Harvey Weinstein vor dem Manhattan Supreme Court im Dezember 2018.
Foto: Imago Images/Alec Tabak

Berlin/New YorkDie New Yorker Generalstaatsanwaltschaft hat am Dienstag (Ortszeit) mitgeteilt, dass sich der wegen Sexualverbrechen verurteilte frühere US-Filmproduzent Harvey Weinstein mit Dutzenden von Beschuldigerinnen vorläufig auf einen millionenschweren Vergleich einigen konnte. Wenn der Deal richterlich abgesegnet werde, würde den Frauen jeweils zwischen 7500 und 750.000 US-Dollar zustehen, insgesamt geht es um 18,8 Millionen Dollar, erklärten die Generalstaatsanwältin Letitia James und die Chicagoer Anwältin Elizabeth A. Fegan.
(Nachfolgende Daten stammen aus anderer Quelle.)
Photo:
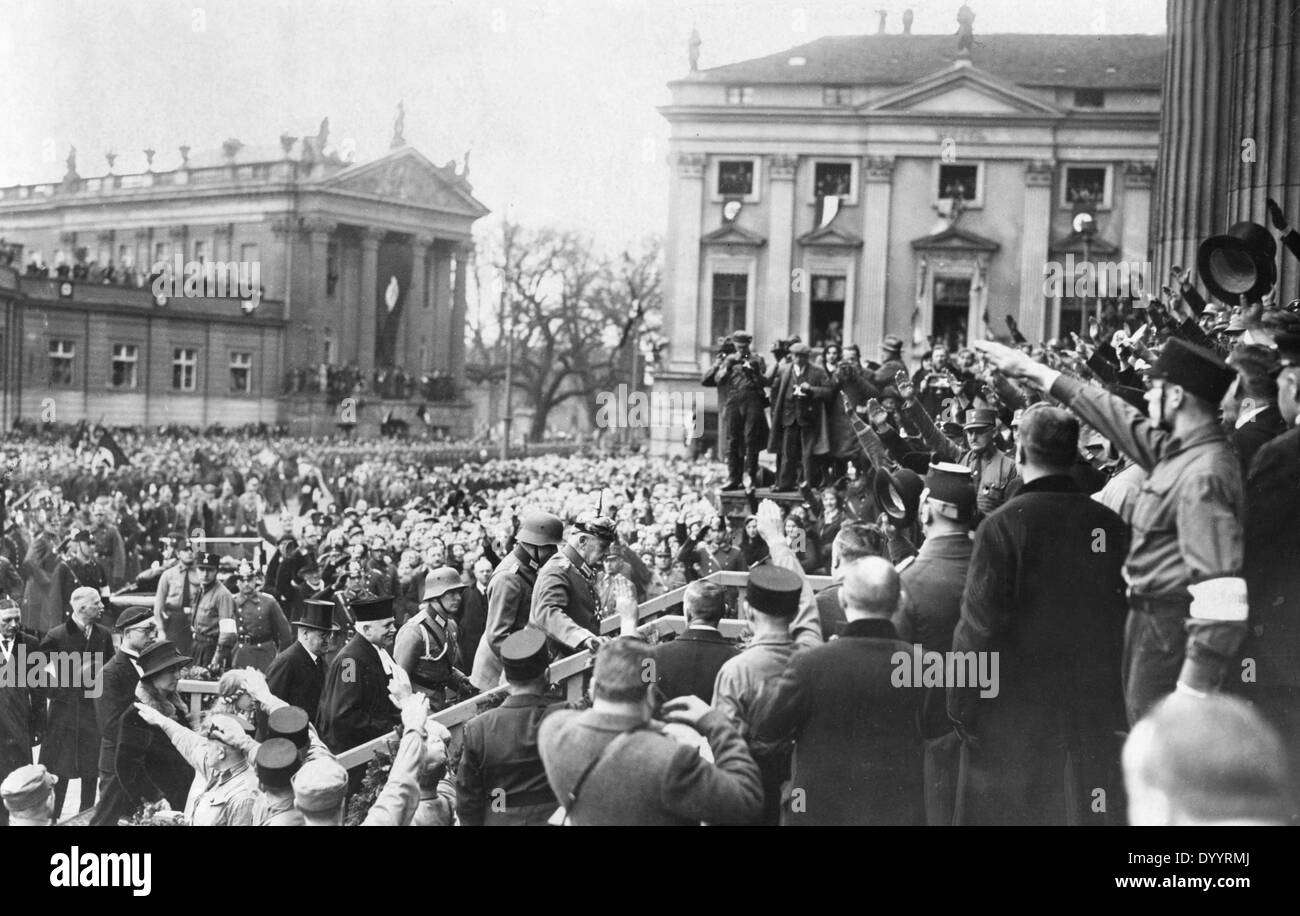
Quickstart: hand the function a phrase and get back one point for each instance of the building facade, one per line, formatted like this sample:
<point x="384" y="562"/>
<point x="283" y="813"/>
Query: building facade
<point x="343" y="303"/>
<point x="863" y="186"/>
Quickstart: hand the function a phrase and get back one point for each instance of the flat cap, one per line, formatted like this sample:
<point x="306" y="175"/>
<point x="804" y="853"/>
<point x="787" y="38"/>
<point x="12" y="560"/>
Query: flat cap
<point x="26" y="786"/>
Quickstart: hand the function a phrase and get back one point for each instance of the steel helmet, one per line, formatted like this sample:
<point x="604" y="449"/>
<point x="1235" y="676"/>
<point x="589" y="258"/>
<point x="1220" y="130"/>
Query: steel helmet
<point x="441" y="581"/>
<point x="540" y="529"/>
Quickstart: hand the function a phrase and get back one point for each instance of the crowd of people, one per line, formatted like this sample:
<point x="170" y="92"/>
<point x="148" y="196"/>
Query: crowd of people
<point x="966" y="584"/>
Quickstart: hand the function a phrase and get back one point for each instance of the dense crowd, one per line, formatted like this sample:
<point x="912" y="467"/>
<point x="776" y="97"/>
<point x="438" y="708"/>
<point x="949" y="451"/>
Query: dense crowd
<point x="976" y="576"/>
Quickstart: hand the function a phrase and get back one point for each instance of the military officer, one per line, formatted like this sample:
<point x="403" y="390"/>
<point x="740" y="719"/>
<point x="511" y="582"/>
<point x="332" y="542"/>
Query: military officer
<point x="993" y="472"/>
<point x="1187" y="597"/>
<point x="427" y="647"/>
<point x="566" y="602"/>
<point x="510" y="593"/>
<point x="502" y="781"/>
<point x="739" y="377"/>
<point x="263" y="630"/>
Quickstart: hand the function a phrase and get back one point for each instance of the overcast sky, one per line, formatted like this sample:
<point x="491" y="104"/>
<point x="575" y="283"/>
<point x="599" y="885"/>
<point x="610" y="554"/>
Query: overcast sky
<point x="555" y="98"/>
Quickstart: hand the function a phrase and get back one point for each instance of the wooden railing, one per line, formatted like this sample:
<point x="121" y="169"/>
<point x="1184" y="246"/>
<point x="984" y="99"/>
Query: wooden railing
<point x="570" y="672"/>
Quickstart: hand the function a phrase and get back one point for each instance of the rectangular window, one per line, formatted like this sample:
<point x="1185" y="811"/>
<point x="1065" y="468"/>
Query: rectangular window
<point x="731" y="292"/>
<point x="185" y="369"/>
<point x="837" y="95"/>
<point x="1086" y="185"/>
<point x="241" y="373"/>
<point x="827" y="309"/>
<point x="736" y="178"/>
<point x="126" y="357"/>
<point x="958" y="181"/>
<point x="952" y="311"/>
<point x="63" y="356"/>
<point x="1090" y="99"/>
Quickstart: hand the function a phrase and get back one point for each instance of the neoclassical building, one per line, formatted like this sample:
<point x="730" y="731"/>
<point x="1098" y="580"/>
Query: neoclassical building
<point x="862" y="186"/>
<point x="360" y="269"/>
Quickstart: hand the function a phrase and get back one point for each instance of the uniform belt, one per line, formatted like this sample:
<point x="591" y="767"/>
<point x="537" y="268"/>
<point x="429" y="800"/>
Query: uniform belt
<point x="1160" y="604"/>
<point x="531" y="797"/>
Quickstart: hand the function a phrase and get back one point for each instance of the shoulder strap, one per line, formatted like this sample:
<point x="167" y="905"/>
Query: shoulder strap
<point x="581" y="780"/>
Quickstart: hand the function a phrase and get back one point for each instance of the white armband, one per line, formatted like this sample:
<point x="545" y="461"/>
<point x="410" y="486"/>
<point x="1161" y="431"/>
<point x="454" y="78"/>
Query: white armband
<point x="1222" y="599"/>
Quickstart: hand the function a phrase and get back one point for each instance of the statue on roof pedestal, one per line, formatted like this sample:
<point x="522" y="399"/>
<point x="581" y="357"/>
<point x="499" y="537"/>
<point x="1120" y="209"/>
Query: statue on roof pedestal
<point x="398" y="127"/>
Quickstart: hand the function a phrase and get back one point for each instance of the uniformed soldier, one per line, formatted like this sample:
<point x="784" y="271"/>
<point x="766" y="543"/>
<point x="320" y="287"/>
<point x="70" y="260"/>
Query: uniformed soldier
<point x="261" y="628"/>
<point x="510" y="593"/>
<point x="1187" y="598"/>
<point x="427" y="646"/>
<point x="564" y="602"/>
<point x="502" y="781"/>
<point x="739" y="377"/>
<point x="992" y="470"/>
<point x="276" y="760"/>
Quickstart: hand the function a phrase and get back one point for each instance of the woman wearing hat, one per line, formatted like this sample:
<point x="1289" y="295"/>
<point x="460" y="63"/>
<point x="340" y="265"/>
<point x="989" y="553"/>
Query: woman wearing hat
<point x="148" y="768"/>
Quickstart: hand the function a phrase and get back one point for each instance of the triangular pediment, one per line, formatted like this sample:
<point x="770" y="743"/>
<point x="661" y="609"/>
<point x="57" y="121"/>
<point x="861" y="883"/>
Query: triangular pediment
<point x="406" y="176"/>
<point x="954" y="239"/>
<point x="962" y="90"/>
<point x="733" y="234"/>
<point x="831" y="237"/>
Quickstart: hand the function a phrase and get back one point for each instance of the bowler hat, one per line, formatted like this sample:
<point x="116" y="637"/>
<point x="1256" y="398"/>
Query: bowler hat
<point x="1243" y="261"/>
<point x="523" y="655"/>
<point x="898" y="494"/>
<point x="277" y="760"/>
<point x="317" y="615"/>
<point x="1195" y="368"/>
<point x="160" y="656"/>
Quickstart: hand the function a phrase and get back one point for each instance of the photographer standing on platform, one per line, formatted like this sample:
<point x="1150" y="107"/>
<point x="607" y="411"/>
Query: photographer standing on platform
<point x="739" y="374"/>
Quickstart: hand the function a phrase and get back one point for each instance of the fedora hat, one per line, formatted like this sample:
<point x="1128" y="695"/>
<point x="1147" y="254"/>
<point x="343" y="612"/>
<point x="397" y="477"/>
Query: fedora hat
<point x="1242" y="261"/>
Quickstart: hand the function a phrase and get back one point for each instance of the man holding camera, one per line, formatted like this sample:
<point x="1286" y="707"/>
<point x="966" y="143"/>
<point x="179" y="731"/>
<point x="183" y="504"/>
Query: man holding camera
<point x="801" y="391"/>
<point x="739" y="373"/>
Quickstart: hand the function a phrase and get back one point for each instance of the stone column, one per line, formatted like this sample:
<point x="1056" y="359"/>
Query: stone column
<point x="365" y="308"/>
<point x="869" y="321"/>
<point x="1035" y="246"/>
<point x="310" y="350"/>
<point x="415" y="317"/>
<point x="456" y="342"/>
<point x="774" y="300"/>
<point x="681" y="317"/>
<point x="1136" y="215"/>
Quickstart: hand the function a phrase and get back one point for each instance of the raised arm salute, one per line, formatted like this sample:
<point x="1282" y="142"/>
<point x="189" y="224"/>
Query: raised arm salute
<point x="1186" y="561"/>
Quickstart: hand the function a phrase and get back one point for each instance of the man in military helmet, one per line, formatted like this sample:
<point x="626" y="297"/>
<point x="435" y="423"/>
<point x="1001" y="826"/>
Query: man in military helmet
<point x="566" y="602"/>
<point x="510" y="593"/>
<point x="427" y="647"/>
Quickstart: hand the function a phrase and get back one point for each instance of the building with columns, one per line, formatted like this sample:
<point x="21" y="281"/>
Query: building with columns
<point x="360" y="276"/>
<point x="862" y="186"/>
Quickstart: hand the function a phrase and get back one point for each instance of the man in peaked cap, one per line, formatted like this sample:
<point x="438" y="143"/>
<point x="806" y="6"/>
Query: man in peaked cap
<point x="993" y="472"/>
<point x="1273" y="582"/>
<point x="564" y="600"/>
<point x="510" y="591"/>
<point x="934" y="581"/>
<point x="501" y="745"/>
<point x="29" y="797"/>
<point x="427" y="646"/>
<point x="739" y="377"/>
<point x="298" y="673"/>
<point x="771" y="600"/>
<point x="1184" y="565"/>
<point x="355" y="704"/>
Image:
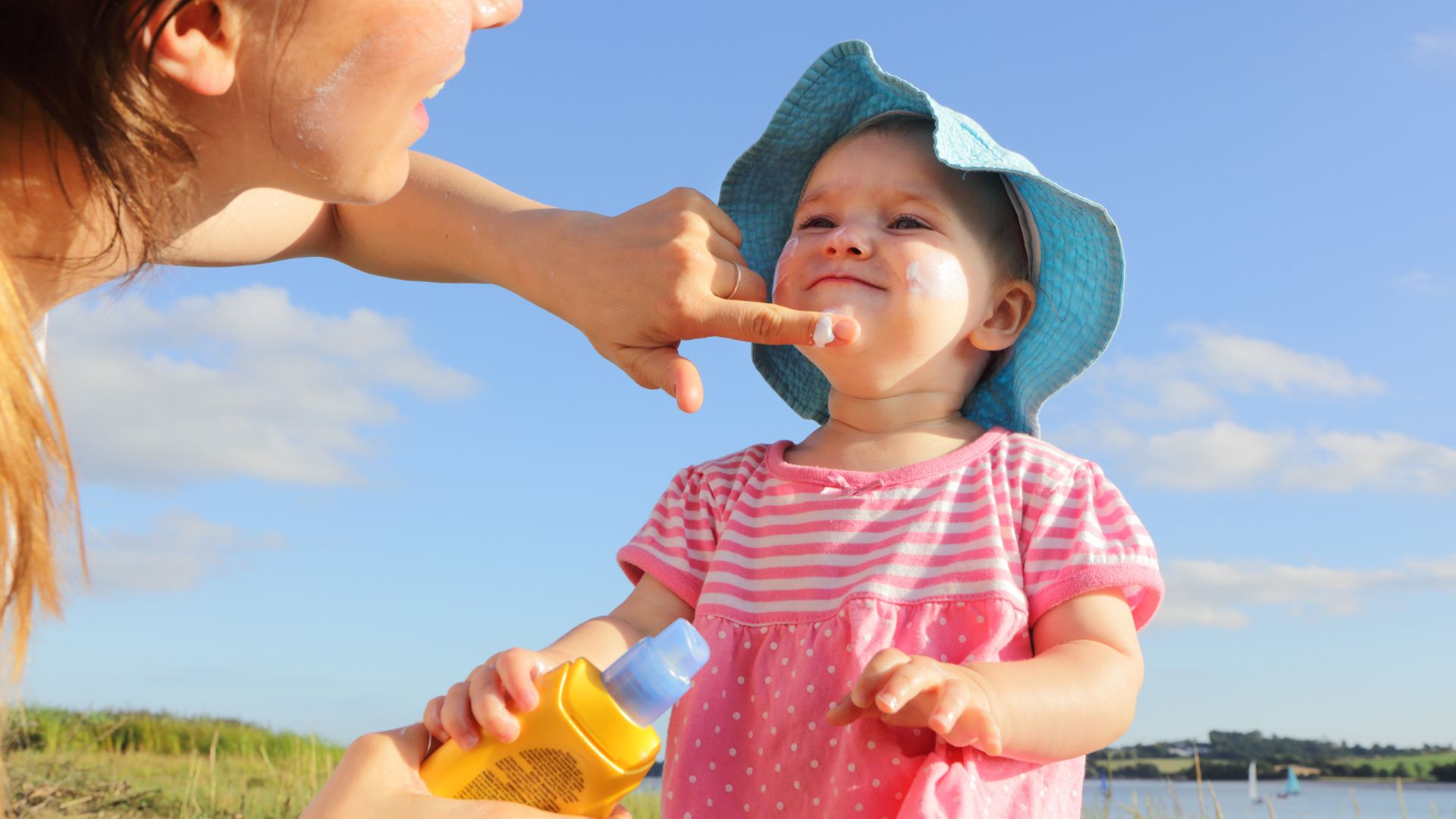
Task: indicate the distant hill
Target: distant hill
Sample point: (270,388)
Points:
(1228,754)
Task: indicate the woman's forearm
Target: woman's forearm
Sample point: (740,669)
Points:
(1071,700)
(447,224)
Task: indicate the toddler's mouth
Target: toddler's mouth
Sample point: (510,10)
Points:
(840,278)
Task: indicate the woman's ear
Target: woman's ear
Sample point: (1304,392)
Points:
(196,47)
(1011,309)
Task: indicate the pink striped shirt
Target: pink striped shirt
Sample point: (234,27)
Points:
(800,575)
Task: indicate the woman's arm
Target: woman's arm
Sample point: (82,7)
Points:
(1076,695)
(637,284)
(379,779)
(487,695)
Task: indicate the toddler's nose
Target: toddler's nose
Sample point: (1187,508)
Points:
(845,242)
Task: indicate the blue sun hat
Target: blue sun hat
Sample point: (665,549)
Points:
(1074,245)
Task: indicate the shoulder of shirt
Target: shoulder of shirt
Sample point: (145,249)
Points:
(1028,455)
(747,460)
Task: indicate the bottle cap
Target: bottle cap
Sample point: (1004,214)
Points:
(655,672)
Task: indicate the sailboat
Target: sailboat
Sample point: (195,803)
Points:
(1291,784)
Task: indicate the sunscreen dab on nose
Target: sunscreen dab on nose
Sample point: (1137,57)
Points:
(590,739)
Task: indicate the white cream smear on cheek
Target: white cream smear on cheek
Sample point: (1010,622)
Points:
(824,330)
(937,276)
(319,115)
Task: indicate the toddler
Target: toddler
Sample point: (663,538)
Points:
(921,610)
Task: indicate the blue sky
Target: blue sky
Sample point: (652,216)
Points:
(313,499)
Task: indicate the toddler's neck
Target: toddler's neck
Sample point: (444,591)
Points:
(886,433)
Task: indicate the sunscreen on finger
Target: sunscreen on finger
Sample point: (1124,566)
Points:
(588,742)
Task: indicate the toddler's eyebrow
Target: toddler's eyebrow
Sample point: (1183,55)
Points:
(903,196)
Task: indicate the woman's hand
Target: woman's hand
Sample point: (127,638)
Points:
(484,698)
(379,779)
(639,283)
(919,692)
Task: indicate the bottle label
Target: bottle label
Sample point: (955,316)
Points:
(546,779)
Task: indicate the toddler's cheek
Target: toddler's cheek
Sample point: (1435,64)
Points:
(937,276)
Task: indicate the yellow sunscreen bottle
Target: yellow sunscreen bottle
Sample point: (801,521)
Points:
(590,739)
Die Anwälte einiger Beschuldigerinnen hielten den Vergleich jedoch für unzureichend. Es handele sich „um einen kompletten Ausverkauf der Überlebenden von Weinstein“, teilten die Anwälte Douglas H. Wigdor und Kevin Mintzer mit. Der Vorschlag sei „zutiefst unfair“, weil er nicht vorsehe, dass Weinstein Verantwortung übernehme und dafür Geld zahle. Die Einigung schade auch Frauen, die ihr nicht zustimmen wollten. Sie sprachen von einem „unfairen und ungerechten Vorschlag“ und kündigten an, „im Namen unserer Klientinnen vor Gericht entschieden zu widersprechen“.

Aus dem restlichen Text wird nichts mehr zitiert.